As in the previous five Java Ones, there was much talk about JavaFX. I found it interesting that JavaFX runs so well on the Raspberry Pi, which has the horsepower of an Intel CPU from about 15 years ago. But its GPU is quite good, and JavaFX knows how to work with a GPU much better than Swing did. Oracle has publicly stated that Swing is in maintenance mode, so desktop developers (yes, there still are some left) were hungry for advice on how to transition their apps. Unfortunately, there doesn’t seem to be a silver bullet.

There was a lot of interest in the Java 8 features—all the talks about lambdas were packed. But I sensed more curiosity than excitement, which surprised me a bit since this is easily the biggest Java language change since, well, since Java 1.0. Java 8 is on track for early 2014, with regular snapshots that you can, and should, try out. I have used them without any problems for some time now, as I am writing Java 8 for the Really Impatient (which should be out in a few weeks). I guess we have been waiting for it so long that the excitement has dissipated.

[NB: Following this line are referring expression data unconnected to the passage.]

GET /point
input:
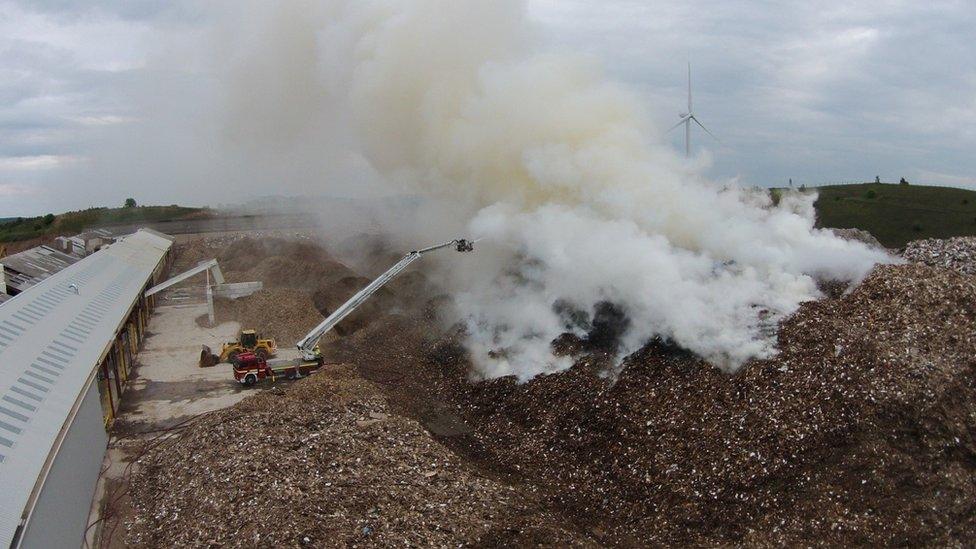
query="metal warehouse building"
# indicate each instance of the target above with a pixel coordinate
(66, 346)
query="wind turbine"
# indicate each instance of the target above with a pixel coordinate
(688, 117)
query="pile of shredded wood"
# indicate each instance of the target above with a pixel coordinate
(953, 253)
(859, 432)
(324, 464)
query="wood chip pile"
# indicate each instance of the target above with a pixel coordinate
(324, 464)
(861, 431)
(954, 253)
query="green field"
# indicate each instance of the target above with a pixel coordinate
(26, 228)
(897, 214)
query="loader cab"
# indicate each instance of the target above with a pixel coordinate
(248, 339)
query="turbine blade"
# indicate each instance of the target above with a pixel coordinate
(680, 122)
(706, 129)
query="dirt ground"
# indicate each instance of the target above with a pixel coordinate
(167, 392)
(861, 432)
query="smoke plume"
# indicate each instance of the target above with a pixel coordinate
(579, 203)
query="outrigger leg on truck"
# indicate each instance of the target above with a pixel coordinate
(250, 368)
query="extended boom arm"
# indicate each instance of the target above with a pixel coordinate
(308, 343)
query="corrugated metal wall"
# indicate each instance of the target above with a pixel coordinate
(61, 513)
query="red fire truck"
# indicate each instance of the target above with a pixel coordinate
(250, 368)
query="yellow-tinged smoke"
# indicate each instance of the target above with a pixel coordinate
(555, 166)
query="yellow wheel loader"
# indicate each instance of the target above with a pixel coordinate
(248, 341)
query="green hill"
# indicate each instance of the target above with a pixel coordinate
(896, 214)
(26, 228)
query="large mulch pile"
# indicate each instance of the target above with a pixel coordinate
(302, 282)
(954, 253)
(324, 464)
(861, 431)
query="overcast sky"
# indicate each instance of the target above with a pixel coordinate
(813, 91)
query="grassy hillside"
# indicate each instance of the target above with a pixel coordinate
(26, 228)
(896, 214)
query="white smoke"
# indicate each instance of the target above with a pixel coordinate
(577, 198)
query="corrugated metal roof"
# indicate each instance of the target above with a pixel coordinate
(50, 341)
(40, 262)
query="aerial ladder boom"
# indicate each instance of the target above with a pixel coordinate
(307, 345)
(210, 265)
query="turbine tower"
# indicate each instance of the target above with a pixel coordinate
(688, 117)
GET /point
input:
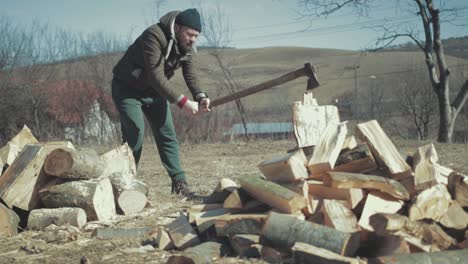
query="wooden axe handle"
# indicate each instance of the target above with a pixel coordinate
(304, 71)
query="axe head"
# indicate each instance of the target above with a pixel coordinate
(312, 81)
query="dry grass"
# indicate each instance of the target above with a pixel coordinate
(205, 165)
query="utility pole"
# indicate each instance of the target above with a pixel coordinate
(355, 67)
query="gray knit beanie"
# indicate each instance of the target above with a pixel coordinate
(190, 18)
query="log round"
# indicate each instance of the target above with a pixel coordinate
(94, 196)
(42, 218)
(283, 230)
(130, 194)
(72, 164)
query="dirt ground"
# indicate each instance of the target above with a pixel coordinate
(205, 165)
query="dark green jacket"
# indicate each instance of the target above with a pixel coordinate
(151, 60)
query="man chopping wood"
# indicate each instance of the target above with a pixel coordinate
(141, 87)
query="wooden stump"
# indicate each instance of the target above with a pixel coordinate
(119, 159)
(357, 160)
(383, 149)
(272, 194)
(9, 221)
(431, 203)
(289, 168)
(94, 196)
(363, 181)
(130, 194)
(42, 218)
(240, 224)
(201, 254)
(72, 164)
(11, 150)
(328, 148)
(20, 183)
(310, 120)
(306, 253)
(283, 231)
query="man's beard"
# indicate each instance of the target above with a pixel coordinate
(184, 49)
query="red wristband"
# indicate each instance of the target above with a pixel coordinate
(182, 102)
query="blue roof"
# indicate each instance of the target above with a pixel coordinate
(261, 128)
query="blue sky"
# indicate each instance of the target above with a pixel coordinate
(259, 23)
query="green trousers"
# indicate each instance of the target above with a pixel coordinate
(132, 108)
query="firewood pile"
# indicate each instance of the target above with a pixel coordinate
(58, 184)
(337, 198)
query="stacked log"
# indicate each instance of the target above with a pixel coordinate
(54, 183)
(349, 202)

What is my favorite Java 8 feature, other than lambdas and streams? Now, when you keep a ConcurrentHashMap of counters, you can increment the counter as

map.merge(key, 1, Integer::sum);

If the key isn't present, it is put into the map with a value of 1. Otherwise, it is replaced with 1 + the old value. And yes, it’s threadsafe. (Try doing that in Java 7. The only safe way I know uses AtomicInteger.)

Ok, that’s not fair—that code actually uses lambdas since Integer::sum is (x, y) -> x + y. So, my favorite feature that doesn’t use lambdas is the new Date/Time API. Call

ZonedDateTime nextMeeting = meeting.plus(Period.ofDays(7));

If meeting falls on Monday at 10 am, then nextMeeting is 10 am a week later, even if there was a daylight savings time change. That API is a joy to use and, yes, it too is threadsafe. In this example, the plus method is immutable.

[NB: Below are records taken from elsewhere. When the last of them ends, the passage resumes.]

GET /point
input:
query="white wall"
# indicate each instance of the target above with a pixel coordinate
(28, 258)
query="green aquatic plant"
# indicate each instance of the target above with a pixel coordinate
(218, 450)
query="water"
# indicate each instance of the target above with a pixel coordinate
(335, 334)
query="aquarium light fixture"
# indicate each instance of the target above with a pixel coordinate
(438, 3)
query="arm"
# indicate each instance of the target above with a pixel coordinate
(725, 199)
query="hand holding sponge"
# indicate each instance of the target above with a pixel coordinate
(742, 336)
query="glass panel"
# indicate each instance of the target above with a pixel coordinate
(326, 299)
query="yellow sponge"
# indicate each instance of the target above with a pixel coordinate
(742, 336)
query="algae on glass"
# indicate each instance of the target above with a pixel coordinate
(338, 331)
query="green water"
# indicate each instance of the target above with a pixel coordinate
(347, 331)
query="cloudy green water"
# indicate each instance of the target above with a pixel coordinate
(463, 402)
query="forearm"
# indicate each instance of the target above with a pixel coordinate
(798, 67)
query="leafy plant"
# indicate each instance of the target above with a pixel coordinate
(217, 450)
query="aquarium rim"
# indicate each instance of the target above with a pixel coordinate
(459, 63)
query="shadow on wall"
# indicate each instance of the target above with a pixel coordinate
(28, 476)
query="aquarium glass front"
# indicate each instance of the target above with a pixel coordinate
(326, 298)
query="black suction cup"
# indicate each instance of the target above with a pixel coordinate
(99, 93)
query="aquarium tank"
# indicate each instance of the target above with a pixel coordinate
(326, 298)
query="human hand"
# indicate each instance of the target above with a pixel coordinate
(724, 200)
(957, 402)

My favorite Java tool of the show is NetBeans 7.4. The HTML 5/JavaScript implementation is awesome. You write your client code in JavaScript, your server code in Java EE, with autocompletion in both, click on debug, set breakpoints in the client or server, and it all works. Without installing any plugins. Without hours of configuration. Check it out here!

For me, the most fun presentation was the Raspberry Pi hands-on lab. They didn’t have enough devices, so we had to work with a lab mate. This is something I always do with my students since I figure that four eyes see more than two. It has been over thirty years that I had touched any hardware other than a PC, and I had never done any embedded programming, so those extra eyes were great. Our momentous achievement? We made the green light blink, using Java.

And the winner in the “wild and crazy” category is “The Chuck Norris Experiment: Running Java in Any Browser Without a Plug-in”. Anton Epple and Jaroslav Tulach (one of the founders of NetBeans) showed off bck2brwser, a strange and ambitious project to bring Java back into the browser. (There is no question that Java in the browser is effectively dead, except for legacy applications in corporate intranets. Multiple Oracle employees told me that nobody should develop new applets or WebStart applications.) Jaroslav wrote a Java virtual machine in JavaScript. You write your code in (a rather stringent subset of) Java and compile it to a JAR. His JavaScript code unpacks and executes it. Today, you can access the DOM and write games with Canvas. Tomorrow, perhaps the sky will be the limit. I hope it works out.